Another question is whether there can be edge cases of sentience or consciousness. In evolutionary history, is sentience a sharp “lights come on” type development, or a gradual one? Are there creatures where the question of whether they’re sentient has no fact of the matter answer?
If it is gradual, are we talking about a sharp start to sentience with gradually enriched contents (shallow gradualism) or a gradual development of sentience itself (deep gradualism)? Deep gradualism seems more likely under some views (such as many-kinds, global workspace, or IIT) than others (such as dualism or panpsychism).
Birch reviews some of the philosophical literature which discusses how hard it is to sympathetically imagine an edge case of consciousness, and so try to use that as a reason to dismiss the conceivability of such cases. But Birch concludes that this isn’t a good reason. Just because we struggle to imagine something doesn’t mean it isn’t possible. (I also think people have a tendency to help themselves to whatever minimalist concept of consciousness they can find in any posited edge case and declare the experience is therefore wholly conscious.)
Birch admits that both many-kinds materialism and deep gradualism complicate his task, and that he would like them to be false. Since I tend to think both of these views are true, I’m going to be interested to see how he treats them as the book progresses.
Birch also discusses the traditional philosophical theories of ethics such as utilitarianism and neo-Kantianism, concluding that they’re compatible with the view he calls “sentientism”, that all sentient systems deserve moral consideration. He also discusses alternate views, such as eco-centric ones, as well as the views of some of the major religions. Most he can see as compatible with sentientism, although he admits that it’s a rough compatibility in some cases.
One interesting view is a consciousness-without-valence one, which could become an issue with artificial intelligence. Consider a PV (philosophical Vulcan). PVs are different from Star Trek Vulcans, who merely suppress their emotions. A PV has no emotions at all, and it could be argued, no sentience. But they are conscious. Are they worthy of moral consideration?
Here I think we see an issue in Birch’s valenced experience definition of sentience. He admits that a PV would likely have preferences about outcomes, and so would reason about those preferences in relation to their perceptions. He makes a distinction between this and “valence”, which I think reveals he’s unwittingly sneaking in more of the affect concept in his notion of valence, such as arousal and motivational impulses. But he concludes that the PVs have found an alternate path to moral significance, so it doesn’t seem to matter. However that seems to put him in the same camp as David Chalmers, who uses the PV concept to argue that it’s consciousness itself rather than sentience that is the crucial issue.

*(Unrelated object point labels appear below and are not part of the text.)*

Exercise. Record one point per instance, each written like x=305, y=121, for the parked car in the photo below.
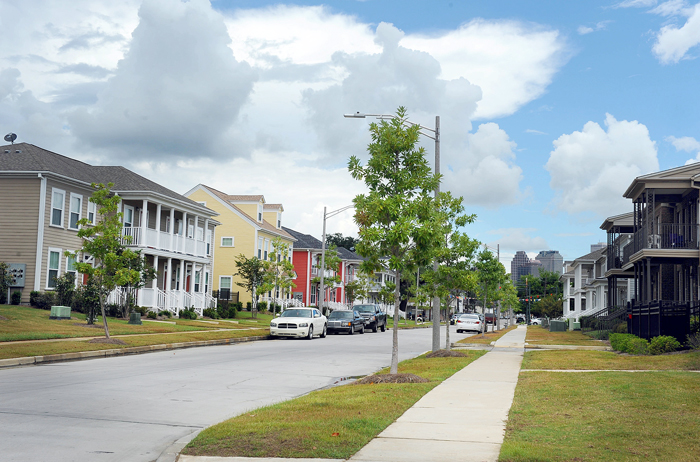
x=468, y=322
x=299, y=322
x=375, y=318
x=346, y=321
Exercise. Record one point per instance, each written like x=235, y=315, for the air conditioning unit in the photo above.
x=654, y=241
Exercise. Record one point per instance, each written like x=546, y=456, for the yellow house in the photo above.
x=248, y=226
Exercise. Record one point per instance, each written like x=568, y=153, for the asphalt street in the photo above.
x=132, y=408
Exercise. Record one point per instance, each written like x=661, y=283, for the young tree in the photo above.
x=396, y=218
x=454, y=256
x=254, y=275
x=103, y=241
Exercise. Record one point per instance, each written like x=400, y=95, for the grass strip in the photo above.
x=537, y=335
x=21, y=350
x=608, y=360
x=333, y=423
x=611, y=416
x=488, y=337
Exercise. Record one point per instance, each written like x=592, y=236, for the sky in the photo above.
x=548, y=109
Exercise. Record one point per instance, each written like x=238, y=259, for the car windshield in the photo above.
x=364, y=308
x=341, y=315
x=297, y=313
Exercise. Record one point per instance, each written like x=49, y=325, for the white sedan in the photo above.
x=299, y=322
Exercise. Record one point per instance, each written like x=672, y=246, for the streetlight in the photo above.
x=323, y=249
x=435, y=137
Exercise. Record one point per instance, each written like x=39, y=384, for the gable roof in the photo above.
x=32, y=158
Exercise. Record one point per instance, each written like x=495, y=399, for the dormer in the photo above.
x=272, y=213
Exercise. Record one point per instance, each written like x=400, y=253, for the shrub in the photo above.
x=188, y=313
x=663, y=344
x=211, y=313
x=694, y=341
x=44, y=300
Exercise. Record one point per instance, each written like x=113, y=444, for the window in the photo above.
x=54, y=267
x=92, y=212
x=58, y=199
x=76, y=210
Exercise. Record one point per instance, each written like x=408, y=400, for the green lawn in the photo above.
x=605, y=416
x=333, y=423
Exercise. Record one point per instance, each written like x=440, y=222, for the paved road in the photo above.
x=132, y=408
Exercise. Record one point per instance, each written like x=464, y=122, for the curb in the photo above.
x=79, y=355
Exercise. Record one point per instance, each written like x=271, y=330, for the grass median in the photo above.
x=607, y=415
x=333, y=423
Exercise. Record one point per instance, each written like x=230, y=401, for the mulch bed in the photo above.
x=113, y=341
x=444, y=354
x=391, y=378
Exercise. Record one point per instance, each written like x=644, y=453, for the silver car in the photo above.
x=468, y=322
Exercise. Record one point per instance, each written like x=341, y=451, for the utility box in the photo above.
x=557, y=326
x=135, y=318
x=60, y=312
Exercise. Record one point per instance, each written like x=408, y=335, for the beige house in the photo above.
x=248, y=226
x=44, y=194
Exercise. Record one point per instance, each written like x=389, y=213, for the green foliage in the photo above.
x=211, y=313
x=65, y=289
x=663, y=344
x=188, y=313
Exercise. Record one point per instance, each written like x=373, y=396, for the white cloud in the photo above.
x=591, y=169
x=485, y=172
x=174, y=94
x=673, y=42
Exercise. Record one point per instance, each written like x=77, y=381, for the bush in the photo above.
x=211, y=313
x=188, y=313
x=663, y=344
x=44, y=300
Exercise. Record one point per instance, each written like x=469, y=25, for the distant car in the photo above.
x=469, y=323
x=346, y=321
x=375, y=318
x=299, y=322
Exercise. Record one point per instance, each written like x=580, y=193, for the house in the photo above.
x=248, y=226
x=43, y=195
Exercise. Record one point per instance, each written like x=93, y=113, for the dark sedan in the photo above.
x=346, y=321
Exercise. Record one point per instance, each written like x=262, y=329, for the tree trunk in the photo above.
x=104, y=317
x=447, y=326
x=395, y=345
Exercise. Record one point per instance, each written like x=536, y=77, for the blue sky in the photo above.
x=549, y=109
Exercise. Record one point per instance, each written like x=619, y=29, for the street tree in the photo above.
x=454, y=256
x=253, y=273
x=396, y=217
x=112, y=260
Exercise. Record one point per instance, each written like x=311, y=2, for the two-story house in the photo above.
x=248, y=226
x=43, y=195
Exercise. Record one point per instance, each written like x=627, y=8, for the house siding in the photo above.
x=19, y=202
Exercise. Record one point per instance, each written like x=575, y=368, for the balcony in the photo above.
x=134, y=237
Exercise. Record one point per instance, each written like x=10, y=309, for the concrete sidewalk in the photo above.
x=461, y=419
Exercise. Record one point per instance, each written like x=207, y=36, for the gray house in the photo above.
x=44, y=194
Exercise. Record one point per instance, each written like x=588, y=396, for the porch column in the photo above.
x=172, y=231
x=144, y=223
x=158, y=211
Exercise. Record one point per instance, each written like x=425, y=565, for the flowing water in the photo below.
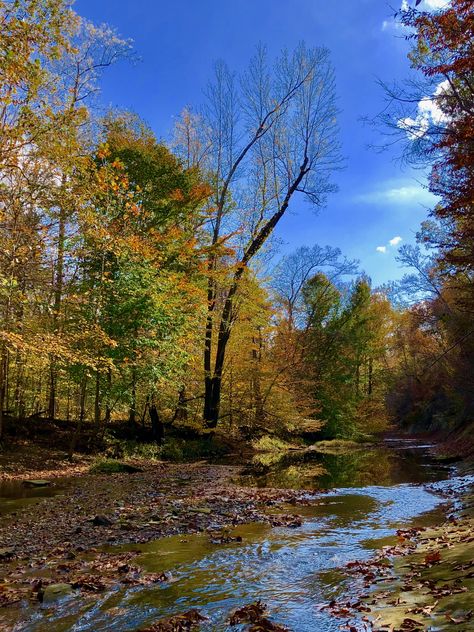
x=370, y=494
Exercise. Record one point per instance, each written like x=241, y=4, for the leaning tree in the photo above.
x=266, y=137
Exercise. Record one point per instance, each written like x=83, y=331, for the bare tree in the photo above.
x=294, y=270
x=272, y=136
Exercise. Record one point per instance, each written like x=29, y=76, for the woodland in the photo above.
x=138, y=281
x=147, y=313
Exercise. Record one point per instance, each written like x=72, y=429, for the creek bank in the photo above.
x=58, y=541
x=425, y=581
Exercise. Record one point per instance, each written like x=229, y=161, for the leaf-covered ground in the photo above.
x=57, y=543
x=424, y=582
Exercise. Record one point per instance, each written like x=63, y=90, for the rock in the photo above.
x=53, y=592
x=101, y=521
x=36, y=483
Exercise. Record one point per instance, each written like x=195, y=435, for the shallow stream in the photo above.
x=370, y=494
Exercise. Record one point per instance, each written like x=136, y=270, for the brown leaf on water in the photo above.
x=433, y=558
x=410, y=625
x=177, y=623
x=461, y=619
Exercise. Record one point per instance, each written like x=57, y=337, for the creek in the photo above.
x=370, y=493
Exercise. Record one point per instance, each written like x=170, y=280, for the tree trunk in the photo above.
x=58, y=294
x=370, y=380
x=97, y=407
x=3, y=387
x=132, y=416
x=82, y=409
x=157, y=427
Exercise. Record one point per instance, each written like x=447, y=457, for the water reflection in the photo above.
x=292, y=570
x=367, y=466
x=15, y=495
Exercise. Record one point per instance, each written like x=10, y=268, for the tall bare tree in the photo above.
x=272, y=134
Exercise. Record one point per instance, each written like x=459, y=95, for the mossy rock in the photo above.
x=53, y=592
x=112, y=466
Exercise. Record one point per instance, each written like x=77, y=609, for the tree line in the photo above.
x=138, y=278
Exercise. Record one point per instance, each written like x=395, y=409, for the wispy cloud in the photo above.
x=397, y=195
x=392, y=243
x=428, y=113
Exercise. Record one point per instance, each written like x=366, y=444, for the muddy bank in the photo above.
x=424, y=581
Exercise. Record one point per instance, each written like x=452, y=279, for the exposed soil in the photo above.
x=56, y=540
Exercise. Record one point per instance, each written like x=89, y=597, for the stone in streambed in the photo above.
x=101, y=521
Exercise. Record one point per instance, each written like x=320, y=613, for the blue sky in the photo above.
x=179, y=41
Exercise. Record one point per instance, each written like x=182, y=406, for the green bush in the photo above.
x=112, y=466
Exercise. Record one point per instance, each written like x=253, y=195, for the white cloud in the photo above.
x=428, y=113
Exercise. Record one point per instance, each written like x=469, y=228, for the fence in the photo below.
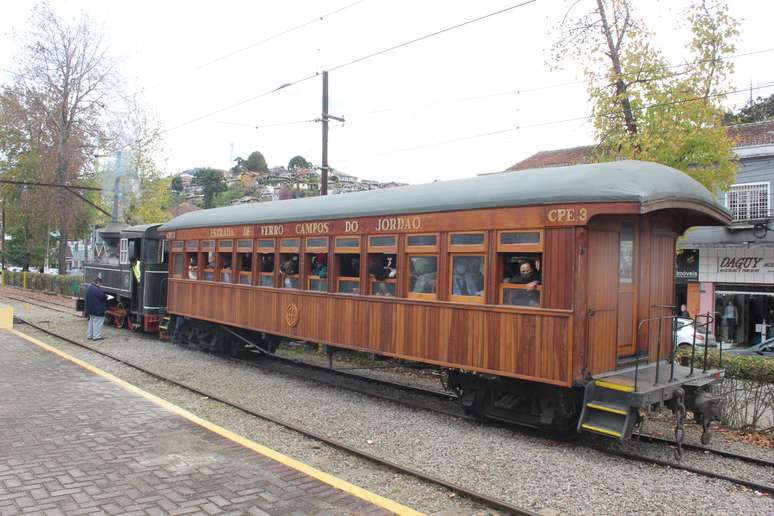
x=52, y=284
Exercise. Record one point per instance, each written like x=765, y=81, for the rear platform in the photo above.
x=613, y=401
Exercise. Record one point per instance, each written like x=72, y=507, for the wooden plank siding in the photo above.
x=520, y=343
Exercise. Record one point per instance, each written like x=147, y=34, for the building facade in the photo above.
x=735, y=277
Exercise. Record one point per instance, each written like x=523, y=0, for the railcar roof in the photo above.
x=617, y=181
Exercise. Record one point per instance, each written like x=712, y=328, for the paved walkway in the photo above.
x=76, y=442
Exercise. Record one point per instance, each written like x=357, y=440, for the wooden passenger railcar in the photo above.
x=602, y=237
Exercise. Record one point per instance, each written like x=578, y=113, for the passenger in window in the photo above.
x=467, y=279
x=267, y=263
x=382, y=267
x=423, y=274
x=193, y=267
x=350, y=266
x=528, y=275
x=320, y=265
x=287, y=269
x=226, y=268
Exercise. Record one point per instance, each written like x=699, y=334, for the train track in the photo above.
x=493, y=503
x=454, y=412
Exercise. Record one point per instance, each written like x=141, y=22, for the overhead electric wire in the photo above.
x=256, y=44
x=432, y=34
x=542, y=124
x=348, y=63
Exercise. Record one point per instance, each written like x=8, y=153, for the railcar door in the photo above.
x=628, y=265
x=602, y=299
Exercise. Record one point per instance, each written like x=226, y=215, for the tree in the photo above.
x=66, y=76
x=756, y=110
x=298, y=162
x=256, y=162
x=642, y=107
x=212, y=183
x=177, y=184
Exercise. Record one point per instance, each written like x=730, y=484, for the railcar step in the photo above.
x=615, y=386
x=608, y=407
x=601, y=430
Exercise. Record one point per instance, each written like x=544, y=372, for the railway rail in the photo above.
x=436, y=395
x=500, y=505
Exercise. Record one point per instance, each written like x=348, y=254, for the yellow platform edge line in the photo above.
x=327, y=478
x=600, y=430
x=607, y=409
x=615, y=386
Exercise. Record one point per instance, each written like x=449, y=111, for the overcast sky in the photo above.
x=386, y=100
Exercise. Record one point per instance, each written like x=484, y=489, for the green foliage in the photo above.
x=298, y=162
x=744, y=367
x=54, y=284
x=645, y=109
x=212, y=183
x=256, y=162
x=231, y=194
x=177, y=184
x=756, y=110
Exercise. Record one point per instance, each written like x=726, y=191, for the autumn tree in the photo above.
x=756, y=110
x=643, y=108
x=211, y=182
x=66, y=77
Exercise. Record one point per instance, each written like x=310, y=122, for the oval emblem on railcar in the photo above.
x=291, y=315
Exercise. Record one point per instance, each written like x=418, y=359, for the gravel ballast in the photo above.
x=527, y=471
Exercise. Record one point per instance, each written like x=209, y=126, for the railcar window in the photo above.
x=423, y=276
x=245, y=264
x=289, y=270
x=348, y=278
x=626, y=253
x=382, y=274
x=317, y=271
x=522, y=282
x=225, y=266
x=265, y=264
x=193, y=265
x=467, y=239
x=421, y=240
x=467, y=277
x=209, y=265
x=179, y=264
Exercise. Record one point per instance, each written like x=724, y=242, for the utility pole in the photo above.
x=324, y=119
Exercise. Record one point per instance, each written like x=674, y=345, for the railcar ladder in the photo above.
x=607, y=409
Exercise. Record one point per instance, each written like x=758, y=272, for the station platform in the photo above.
x=77, y=440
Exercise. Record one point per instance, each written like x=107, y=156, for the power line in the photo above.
x=256, y=44
x=542, y=124
x=537, y=88
x=274, y=124
x=432, y=34
x=360, y=59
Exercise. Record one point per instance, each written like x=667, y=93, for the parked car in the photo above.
x=684, y=336
x=765, y=349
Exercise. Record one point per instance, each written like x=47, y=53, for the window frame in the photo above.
x=479, y=300
x=240, y=250
x=425, y=296
x=123, y=251
x=520, y=248
x=467, y=248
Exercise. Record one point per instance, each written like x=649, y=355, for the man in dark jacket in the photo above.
x=96, y=302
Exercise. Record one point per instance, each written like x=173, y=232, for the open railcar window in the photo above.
x=423, y=266
x=467, y=277
x=521, y=266
x=316, y=263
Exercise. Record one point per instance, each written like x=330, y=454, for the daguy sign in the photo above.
x=751, y=264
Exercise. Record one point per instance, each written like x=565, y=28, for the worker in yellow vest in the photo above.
x=136, y=264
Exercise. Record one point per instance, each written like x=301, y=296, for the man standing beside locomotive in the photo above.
x=96, y=302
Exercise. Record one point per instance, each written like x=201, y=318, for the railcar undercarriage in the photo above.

Which brings us back to the possibility of consciousness and sentience being semantically indeterminate, which would seem to make the ethics around them also indeterminate. I’m not a moral realist, so this holds no dilemma for me. But it obviously does for Birch’s project. As I noted above, I’ll be curious to see how he deals with it in the rest of the book. (I’ve currently only read the first quarter or so.)
What do you think about Birch’s overall project? Or about my conclusions of semantic indeterminancy? Are there reasons to think the edge of sentience is sharper than I’m imagining?